Can I take prenatal vitamins if I'm not pregnant? +
Yes, and CDC recommends 400 mcg folic acid daily for every woman of reproductive age, because 45% of U.S. pregnancies are unplanned. Taking a prenatal long-term is safe for most women, though the 27 mg iron dose can be excessive if you are not anemic. A women's multivitamin plus separate folate may be a better baseline.
How long before conception should I start? +
Three months before conception is ideal, with 1 month as the minimum. Three months allows RBC folate — the long-term folate marker — to reach protective levels and gives iron stores time to build. One month is the CDC minimum linked to the 50—70% reduction in neural tube defect risk.
Do I need prenatal vitamins in the third trimester? +
Yes. The third trimester is when fetal brain growth accelerates (DHA), iron demand peaks (27 mg target), and calcium transfer for fetal bone mineralization reaches 250 mg daily. Stopping the prenatal at week 28 risks maternal depletion and may leave gaps just as fetal needs are highest.

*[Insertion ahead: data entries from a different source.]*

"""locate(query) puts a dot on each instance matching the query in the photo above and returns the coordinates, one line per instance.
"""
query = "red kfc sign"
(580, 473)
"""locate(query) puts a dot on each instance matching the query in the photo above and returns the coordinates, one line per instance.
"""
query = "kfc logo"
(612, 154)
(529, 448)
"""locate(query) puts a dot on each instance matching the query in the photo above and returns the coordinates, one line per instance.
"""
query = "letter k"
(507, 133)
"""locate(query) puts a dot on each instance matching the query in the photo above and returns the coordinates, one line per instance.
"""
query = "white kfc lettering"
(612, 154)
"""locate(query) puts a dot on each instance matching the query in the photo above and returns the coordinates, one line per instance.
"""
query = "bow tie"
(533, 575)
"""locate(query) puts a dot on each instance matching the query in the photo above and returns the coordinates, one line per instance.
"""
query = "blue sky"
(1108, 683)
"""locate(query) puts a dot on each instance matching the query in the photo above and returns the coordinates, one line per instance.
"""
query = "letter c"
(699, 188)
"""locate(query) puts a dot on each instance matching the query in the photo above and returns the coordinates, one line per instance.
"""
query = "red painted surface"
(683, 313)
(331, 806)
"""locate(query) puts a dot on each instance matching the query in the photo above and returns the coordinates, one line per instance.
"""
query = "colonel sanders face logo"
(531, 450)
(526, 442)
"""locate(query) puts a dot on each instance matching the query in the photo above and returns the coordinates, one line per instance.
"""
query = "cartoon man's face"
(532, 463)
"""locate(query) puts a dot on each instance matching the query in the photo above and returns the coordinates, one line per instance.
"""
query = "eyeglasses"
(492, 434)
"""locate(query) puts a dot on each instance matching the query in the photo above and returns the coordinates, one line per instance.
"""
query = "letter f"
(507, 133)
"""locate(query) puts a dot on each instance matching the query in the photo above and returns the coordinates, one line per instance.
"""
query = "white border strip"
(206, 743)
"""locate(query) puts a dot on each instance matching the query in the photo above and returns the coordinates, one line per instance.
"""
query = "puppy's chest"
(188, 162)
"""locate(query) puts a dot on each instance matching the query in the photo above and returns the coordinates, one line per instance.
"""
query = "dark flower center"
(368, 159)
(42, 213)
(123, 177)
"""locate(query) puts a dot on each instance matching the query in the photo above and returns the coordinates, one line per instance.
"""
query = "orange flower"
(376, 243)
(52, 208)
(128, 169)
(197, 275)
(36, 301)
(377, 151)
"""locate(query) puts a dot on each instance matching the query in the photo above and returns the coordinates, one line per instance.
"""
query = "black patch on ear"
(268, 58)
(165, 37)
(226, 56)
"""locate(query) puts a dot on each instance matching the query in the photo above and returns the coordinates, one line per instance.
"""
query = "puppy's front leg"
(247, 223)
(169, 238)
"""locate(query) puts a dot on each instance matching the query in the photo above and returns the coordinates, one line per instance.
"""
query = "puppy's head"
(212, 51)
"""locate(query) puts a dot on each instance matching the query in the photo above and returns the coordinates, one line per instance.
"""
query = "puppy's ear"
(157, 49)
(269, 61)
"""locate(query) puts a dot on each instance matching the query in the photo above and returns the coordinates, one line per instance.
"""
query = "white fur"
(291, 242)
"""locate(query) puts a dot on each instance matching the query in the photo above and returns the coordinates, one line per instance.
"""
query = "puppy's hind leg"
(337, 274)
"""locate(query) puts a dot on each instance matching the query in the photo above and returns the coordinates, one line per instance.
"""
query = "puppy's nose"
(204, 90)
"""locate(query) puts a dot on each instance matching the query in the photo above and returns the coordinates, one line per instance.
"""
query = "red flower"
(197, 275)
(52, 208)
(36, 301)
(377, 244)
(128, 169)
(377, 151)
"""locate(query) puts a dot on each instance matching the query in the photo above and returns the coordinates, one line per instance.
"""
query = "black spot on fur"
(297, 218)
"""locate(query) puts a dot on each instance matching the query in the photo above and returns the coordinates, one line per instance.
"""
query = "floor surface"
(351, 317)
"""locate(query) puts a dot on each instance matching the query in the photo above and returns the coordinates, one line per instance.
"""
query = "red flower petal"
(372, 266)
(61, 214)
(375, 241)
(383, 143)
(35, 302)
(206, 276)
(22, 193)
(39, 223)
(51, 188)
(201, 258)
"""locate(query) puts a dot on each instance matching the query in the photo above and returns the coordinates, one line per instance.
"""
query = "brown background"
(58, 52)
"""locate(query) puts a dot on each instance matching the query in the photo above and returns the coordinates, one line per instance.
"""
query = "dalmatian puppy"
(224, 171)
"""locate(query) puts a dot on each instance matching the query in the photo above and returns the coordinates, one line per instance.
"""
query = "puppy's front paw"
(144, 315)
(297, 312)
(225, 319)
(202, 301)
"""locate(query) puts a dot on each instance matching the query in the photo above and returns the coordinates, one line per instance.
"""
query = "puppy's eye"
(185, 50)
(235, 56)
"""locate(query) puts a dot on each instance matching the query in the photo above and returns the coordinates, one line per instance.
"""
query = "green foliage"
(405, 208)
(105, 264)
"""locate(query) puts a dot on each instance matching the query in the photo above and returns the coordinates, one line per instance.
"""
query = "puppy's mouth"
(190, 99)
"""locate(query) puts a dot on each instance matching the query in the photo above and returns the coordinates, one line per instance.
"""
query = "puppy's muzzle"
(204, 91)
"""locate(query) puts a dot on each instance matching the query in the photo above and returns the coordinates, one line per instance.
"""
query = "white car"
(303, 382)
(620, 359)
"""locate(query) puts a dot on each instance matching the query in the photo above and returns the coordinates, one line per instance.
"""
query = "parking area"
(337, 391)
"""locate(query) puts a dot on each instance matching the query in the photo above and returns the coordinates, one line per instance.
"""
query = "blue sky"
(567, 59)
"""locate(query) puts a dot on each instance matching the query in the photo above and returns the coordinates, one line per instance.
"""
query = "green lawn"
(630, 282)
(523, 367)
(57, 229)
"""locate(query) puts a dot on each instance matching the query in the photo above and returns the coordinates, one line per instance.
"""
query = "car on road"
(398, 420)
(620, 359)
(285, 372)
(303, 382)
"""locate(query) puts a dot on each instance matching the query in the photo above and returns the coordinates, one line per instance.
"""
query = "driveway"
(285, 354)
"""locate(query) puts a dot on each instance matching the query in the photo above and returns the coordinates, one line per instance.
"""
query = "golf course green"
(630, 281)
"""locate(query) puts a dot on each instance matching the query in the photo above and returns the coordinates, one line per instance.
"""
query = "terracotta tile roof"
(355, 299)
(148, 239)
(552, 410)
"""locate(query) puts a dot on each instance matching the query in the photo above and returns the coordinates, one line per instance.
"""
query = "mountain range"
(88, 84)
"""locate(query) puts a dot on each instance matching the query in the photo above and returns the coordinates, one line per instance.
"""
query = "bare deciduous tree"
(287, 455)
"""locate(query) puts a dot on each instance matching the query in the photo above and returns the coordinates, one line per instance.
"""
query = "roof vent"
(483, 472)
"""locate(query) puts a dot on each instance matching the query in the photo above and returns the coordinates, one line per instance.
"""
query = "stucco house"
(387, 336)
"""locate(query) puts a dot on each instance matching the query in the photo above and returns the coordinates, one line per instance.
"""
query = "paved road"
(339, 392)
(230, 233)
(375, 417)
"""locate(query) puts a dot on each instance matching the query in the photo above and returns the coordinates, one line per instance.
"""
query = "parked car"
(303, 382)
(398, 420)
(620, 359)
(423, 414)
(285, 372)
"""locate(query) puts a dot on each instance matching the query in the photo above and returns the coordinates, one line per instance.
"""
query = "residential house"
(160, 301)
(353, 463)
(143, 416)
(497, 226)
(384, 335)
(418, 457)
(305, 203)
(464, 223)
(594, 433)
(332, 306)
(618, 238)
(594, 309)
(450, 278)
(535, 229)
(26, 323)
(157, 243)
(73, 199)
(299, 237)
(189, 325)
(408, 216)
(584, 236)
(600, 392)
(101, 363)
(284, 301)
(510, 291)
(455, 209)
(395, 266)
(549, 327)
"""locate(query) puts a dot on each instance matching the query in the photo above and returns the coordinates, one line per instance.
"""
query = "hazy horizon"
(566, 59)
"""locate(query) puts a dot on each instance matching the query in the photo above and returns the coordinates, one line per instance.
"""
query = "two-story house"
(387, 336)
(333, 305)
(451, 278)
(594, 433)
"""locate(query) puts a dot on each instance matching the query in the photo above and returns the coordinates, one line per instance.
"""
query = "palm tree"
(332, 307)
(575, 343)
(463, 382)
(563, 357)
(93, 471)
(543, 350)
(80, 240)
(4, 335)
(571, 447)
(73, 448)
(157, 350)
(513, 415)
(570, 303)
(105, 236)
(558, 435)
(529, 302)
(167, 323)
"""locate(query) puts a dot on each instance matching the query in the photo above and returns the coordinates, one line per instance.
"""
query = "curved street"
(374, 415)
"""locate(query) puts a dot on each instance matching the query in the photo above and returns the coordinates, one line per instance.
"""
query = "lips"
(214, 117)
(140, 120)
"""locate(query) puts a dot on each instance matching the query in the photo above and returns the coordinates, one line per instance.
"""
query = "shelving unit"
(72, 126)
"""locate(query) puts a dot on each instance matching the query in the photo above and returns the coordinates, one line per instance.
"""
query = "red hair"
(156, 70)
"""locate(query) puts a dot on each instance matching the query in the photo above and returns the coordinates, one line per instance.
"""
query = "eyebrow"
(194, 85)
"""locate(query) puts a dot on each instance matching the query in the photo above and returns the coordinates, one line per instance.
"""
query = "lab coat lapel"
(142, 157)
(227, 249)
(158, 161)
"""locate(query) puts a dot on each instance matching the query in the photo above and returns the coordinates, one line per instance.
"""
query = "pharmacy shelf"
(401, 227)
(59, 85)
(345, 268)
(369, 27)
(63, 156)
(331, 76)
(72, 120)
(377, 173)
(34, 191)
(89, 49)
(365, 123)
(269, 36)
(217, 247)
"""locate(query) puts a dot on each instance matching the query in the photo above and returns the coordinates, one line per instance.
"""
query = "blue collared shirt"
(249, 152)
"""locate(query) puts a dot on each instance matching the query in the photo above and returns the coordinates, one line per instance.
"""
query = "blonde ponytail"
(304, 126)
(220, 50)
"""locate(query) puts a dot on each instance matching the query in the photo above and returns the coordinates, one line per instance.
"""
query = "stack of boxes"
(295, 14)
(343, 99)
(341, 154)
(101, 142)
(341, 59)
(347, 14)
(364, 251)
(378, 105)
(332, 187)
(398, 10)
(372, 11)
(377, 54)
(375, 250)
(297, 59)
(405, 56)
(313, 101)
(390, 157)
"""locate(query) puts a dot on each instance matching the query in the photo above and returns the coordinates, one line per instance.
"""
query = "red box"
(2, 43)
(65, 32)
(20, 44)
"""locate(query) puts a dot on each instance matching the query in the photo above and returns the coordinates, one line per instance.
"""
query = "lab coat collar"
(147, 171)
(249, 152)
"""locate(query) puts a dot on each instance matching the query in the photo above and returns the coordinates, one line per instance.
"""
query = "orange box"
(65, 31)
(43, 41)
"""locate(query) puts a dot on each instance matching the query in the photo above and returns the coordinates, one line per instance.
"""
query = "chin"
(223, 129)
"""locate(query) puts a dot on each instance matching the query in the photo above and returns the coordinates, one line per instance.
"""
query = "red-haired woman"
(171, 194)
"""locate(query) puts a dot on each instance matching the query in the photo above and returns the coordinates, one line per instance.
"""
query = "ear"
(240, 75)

Should I keep taking prenatal vitamins while breastfeeding? +
Yes, for at least 6 months of exclusive breastfeeding. Breastmilk pulls iodine, DHA, B12 and choline directly from maternal stores. Many providers recommend continuing the same prenatal or switching to a postnatal, which often removes iron (if no longer anemic) and adds vitamin D at 1000—2000 IU for the nursing infant.
Can I stop prenatal vitamins after the first trimester? +
No. Stopping at 13 weeks misses the second- and third-trimester demand peaks for iron (27 mg), calcium (1000 mg), and DHA (200—300 mg). Fetal brain growth accelerates from week 28 onward, and maternal blood volume is still expanding into week 34. Continue through delivery and into breastfeeding.
What if I can't keep my prenatal down due to nausea? +
About 30% of women hit this at weeks 6—9. Try taking the prenatal with food, at bedtime, or split across two smaller doses. Switching temporarily to a gummy prenatal (which usually has less iron) during peak nausea is better than skipping days. Tell your OB — they may prescribe a lower-iron formula until nausea passes.
Will prenatal vitamins help me get pregnant faster? +
No direct evidence supports prenatal vitamins boosting fertility in healthy women. They are designed to protect the developing baby once conception occurs, not to increase the probability of conception. The exception is folate deficiency — a true deficiency can impair ovulation, and correcting it may normalize cycles. For fertility-specific concerns, consult a reproductive endocrinologist.
How long does it take for folic acid to reach optimal levels? +
Serum folate rises within days of starting supplementation, but the more relevant measure — red blood cell folate — takes 1—3 months to reach protective concentrations. This is why ACOG and CDC recommend beginning folic acid at least 1 month before conception, with 3 months as the preferred window for optimal RBC folate protection against neural tube defects.